"I can show you the way home."

My father is my best friend, and has been since I was in middle school. 

When I went to college five hours away, we would call each other multiple times a day. I would make sure he was taking his prescriptions, and he would offer me a laugh and make sure I was going to class. 

I've battled depression for most of my life, and my father is no stranger to it. I pulled away from him during one of my darkest times, the closest I'd come to actually killing myself. I stopped calling him. 

He gave me a couple days, and then left me a voicemail. 

"You're lost somewhere, I know. I'm just calling to remind you I'm here, looking for you. And can show you the way home."

I still have that voicemail.
 

"You'll never be raped."

My boyfriend and I were staying alone together one night, something we rarely got to do since he went to college about 5 hours away. Needless to say, it was a supposed to be a special night.

We'd been having sex for a year by then, but it was starting to hurt. I didn't know what was wrong, but I knew that I physically could no longer have sex. And I honestly wasn't in the mood to do anything sexual because I was feeling so depressed about not being able to do it. 

That didn't seem to deter him.

He kept kissing me and it got to a point where it felt like we were fighting. It almost seemed like a game to him. It took me hitting, kicking, and biting him until he nearly bled for him to stop.

He lay down next to me while I curled into the fetal position, fighting back tears.

He said, "Well at least I know you'll never be raped!" Then he chuckled and went to sleep like nothing had happened. 

It still haunts me how close he came to succeeding, and how painful it would have been if he had.

Turns out I had a condition that makes sex very painful and I'm having surgery this week to remedy it.

He didn't believe me and thought he'd take advantage of the situation.

Screw that, I'd kick his ass every time.

"Why would he have a crush on her?"

I was a late bloomer.

When I was a senior in high school, I was hanging out with my best friend and one of our guy friends. This guy friend revealed to us that one of his friends had a crush on me, and that this friend wouldn't stop talking about me.

His friend was never really on my radar, but I felt so flattered and special and amazing just to have someone have a crush on me.

But right after our guy friend told us this, my best friend laughed and said, "Wait, why would he have a crush on her?"

We both called her out and told her that that was an extremely rude thing to say to me.

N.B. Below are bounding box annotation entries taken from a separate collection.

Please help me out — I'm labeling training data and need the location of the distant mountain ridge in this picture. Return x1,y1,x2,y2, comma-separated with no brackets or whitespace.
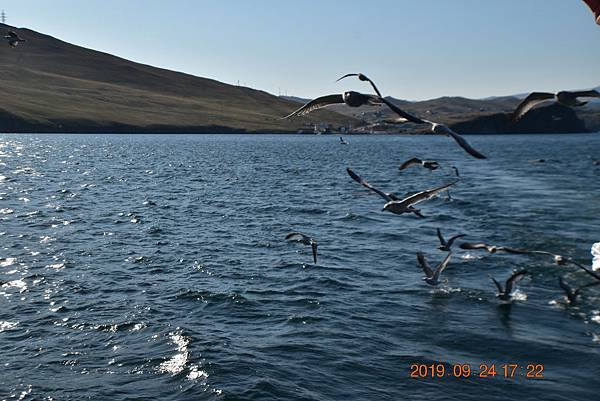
286,87,600,133
0,24,356,132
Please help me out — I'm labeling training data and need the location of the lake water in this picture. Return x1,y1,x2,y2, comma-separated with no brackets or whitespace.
0,134,600,401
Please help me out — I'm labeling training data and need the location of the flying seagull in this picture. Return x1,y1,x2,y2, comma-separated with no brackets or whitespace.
282,91,381,120
335,72,383,97
383,181,458,217
583,0,600,25
490,270,527,301
4,31,26,47
437,228,467,252
502,247,571,266
558,277,600,305
340,74,486,159
381,98,486,159
569,259,600,281
285,232,317,264
417,252,452,285
512,90,600,122
346,168,400,202
398,157,440,171
460,242,504,253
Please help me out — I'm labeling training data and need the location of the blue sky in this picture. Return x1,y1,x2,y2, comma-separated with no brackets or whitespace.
0,0,600,100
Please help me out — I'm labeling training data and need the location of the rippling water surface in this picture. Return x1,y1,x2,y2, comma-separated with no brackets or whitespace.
0,135,600,400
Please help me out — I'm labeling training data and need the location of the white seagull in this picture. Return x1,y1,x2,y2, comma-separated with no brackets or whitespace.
398,157,440,171
282,91,382,120
338,74,486,159
383,181,458,217
558,277,600,305
490,270,527,301
512,90,600,122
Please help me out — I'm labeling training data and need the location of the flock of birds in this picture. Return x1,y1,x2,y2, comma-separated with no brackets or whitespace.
4,30,600,305
283,73,600,305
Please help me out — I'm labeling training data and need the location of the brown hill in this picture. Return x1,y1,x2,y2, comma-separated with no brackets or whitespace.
0,24,354,132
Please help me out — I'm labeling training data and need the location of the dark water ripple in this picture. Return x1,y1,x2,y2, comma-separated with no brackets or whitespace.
0,135,600,400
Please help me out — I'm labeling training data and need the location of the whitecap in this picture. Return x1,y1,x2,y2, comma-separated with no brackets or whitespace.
0,258,17,267
158,329,208,380
0,321,19,333
591,242,600,271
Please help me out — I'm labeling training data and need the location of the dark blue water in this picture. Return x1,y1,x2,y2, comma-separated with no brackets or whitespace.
0,135,600,400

She laughed and said, "Sorry, sorry." She paused and looked me up and down. "But like actually, why? I don't get it." 

She didn't say this in a mean, mocking way. She said it as if it was obvious that one would be baffled that someone would have a crush on me, and that we were all on the same team of cracking the case of why anyone could possibly consider me attractive. 

I wish I could say that after this interaction we immediately stopped being friends, but that didn't happen.

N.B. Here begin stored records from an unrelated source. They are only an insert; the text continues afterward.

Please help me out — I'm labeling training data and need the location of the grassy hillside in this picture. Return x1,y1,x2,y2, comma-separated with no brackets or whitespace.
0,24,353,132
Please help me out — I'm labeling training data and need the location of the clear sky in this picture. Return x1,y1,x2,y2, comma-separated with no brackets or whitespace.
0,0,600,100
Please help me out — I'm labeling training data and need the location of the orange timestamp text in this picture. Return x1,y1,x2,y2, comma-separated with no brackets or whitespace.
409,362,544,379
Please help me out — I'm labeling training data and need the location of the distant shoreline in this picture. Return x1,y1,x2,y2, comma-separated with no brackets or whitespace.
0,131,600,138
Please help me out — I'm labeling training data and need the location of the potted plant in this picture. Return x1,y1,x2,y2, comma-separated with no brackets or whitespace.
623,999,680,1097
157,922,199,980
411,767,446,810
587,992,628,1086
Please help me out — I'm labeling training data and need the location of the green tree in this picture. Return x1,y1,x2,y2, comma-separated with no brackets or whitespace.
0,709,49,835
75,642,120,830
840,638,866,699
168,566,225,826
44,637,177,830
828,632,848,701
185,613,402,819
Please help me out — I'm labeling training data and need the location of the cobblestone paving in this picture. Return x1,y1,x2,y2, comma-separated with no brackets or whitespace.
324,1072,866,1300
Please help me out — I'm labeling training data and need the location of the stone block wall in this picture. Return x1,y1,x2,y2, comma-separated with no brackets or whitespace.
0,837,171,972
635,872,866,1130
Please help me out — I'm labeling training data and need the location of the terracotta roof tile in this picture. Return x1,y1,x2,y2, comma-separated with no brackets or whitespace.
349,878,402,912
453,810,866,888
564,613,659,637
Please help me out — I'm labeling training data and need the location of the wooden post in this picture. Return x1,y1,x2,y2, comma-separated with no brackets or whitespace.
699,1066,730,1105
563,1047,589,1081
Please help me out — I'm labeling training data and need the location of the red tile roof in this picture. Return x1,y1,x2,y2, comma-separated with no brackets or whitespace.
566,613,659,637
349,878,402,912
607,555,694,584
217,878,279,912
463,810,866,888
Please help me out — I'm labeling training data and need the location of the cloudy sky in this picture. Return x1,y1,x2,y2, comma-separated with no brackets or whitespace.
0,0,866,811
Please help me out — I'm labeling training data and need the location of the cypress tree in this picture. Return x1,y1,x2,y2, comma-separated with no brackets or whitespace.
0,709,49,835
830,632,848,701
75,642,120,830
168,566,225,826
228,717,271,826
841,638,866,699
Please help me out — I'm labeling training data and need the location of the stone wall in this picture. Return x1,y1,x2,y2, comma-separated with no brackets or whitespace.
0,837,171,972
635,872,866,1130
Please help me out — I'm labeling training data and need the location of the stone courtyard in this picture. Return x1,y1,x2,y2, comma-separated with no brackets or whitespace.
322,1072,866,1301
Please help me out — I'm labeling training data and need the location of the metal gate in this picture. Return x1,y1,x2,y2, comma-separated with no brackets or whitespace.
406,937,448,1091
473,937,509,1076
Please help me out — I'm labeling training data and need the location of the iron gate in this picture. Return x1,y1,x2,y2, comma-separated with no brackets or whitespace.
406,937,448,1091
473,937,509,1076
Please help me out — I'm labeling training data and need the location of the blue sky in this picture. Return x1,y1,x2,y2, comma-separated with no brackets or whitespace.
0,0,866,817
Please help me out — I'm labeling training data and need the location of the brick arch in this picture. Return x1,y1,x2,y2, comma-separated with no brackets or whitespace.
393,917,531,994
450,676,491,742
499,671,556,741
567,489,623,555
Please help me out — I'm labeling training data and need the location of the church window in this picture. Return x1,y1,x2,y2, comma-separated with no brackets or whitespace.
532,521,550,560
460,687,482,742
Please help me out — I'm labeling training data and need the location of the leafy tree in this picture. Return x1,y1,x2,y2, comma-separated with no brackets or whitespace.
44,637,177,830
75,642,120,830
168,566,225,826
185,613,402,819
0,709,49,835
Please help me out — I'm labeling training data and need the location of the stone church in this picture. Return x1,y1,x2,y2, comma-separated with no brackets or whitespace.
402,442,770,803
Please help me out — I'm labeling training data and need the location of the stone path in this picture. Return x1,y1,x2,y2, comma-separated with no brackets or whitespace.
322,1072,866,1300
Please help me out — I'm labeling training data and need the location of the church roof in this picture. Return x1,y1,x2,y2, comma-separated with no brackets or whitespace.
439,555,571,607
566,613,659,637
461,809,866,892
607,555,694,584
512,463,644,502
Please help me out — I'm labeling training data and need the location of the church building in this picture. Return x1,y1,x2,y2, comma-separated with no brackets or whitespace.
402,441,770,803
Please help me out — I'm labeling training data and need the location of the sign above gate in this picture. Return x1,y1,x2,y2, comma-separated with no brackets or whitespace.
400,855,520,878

We both went to college. I eventually got a boyfriend. She got a thousand boyfriends, like always. And we gradually drifted apart. That's how it goes, I suppose.

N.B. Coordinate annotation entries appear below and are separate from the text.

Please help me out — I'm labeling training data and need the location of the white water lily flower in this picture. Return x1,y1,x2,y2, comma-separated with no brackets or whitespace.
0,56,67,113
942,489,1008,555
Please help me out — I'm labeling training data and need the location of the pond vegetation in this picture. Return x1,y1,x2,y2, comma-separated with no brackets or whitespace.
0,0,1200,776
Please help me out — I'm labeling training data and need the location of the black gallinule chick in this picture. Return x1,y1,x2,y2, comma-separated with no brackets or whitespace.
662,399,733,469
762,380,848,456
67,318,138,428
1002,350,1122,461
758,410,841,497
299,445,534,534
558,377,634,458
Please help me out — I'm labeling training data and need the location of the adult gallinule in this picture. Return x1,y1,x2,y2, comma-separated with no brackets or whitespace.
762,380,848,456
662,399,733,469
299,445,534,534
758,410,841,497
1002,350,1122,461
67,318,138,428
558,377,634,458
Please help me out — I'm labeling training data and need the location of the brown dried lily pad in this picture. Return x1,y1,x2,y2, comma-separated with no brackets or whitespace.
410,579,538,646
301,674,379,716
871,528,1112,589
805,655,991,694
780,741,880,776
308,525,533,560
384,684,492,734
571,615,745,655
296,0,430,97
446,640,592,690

"We could braid our hair!"

I went to a small country school growing up. It was sheltered and isolated, much like my childhood and thoughts. Everything was so innocent and candid. 

One day in first grade, three college students (two male and one female) came to speak to us about drugs. 

The put us into groups, and all of the girls were place with the female college student.

She didn't have any hair. At that age, I didn't know what things like cancer or alopecia were. 

She asked us what we could do with our friends at a sleepover instead of doing drugs. Without thinking, I raised my hand and said, "We could braid our hair!" 

I realized what I said a second too late and saw the look on her face. Never had I felt so stupid, so inconsiderate, so ashamed. Nothing will ever take away how loathsome I felt that day.

I'm 22 years old now. That memory stick will me and will never go away.

"You're good, but not great."

I'm a singer.

I've been singing since third grade, and I'm pursuing a career in vocal music education after high school.

In eighth grade, I was dating my first boyfriend. He and I had met in choir class. One day at the end of the year, we were texting, just speculating about high school and all, and got up the courage to ask him whether or not he thought I would make the top choir in high school.

I'll never forget his response.

"Maybe. I mean you're good, but not great, so I really don't know." 

It wasn't just the fact that he was supposed to be a supportive boyfriend to me and he wasn't, but he basically shot down everything I loved and believed about myself.

I broke up with him a few months later. 

Two years after that, I finally started to take voice lessons. The next year, I finally made it into the top choir, as a junior.

This year, I'm auditioning for six colleges, and I still haven't forgotten what he said to me when I was fourteen.

I don't know if I'm good enough. No matter how much my private lesson teacher reaffirms that I am good and I am ready to sing in college, I can't believe her.

I am here.

I was standing in the kitchen at my boyfriend's house, telling him about my plans to go to Oregon State for physical therapy. He laughed and said, "Okay, when you drop out because it's too hard, you can come live with me."

Three years later, I am now in my freshman year as a kinesiology major at Oregon State. I graduated from high school with an honors diploma, and I am loving college.

For almost two years after he and I broke up, I struggled with feeling useless and stupid, because he put me down so often and so subtly that it snuck into every part of my life.

Today, I say look at me now. I am here.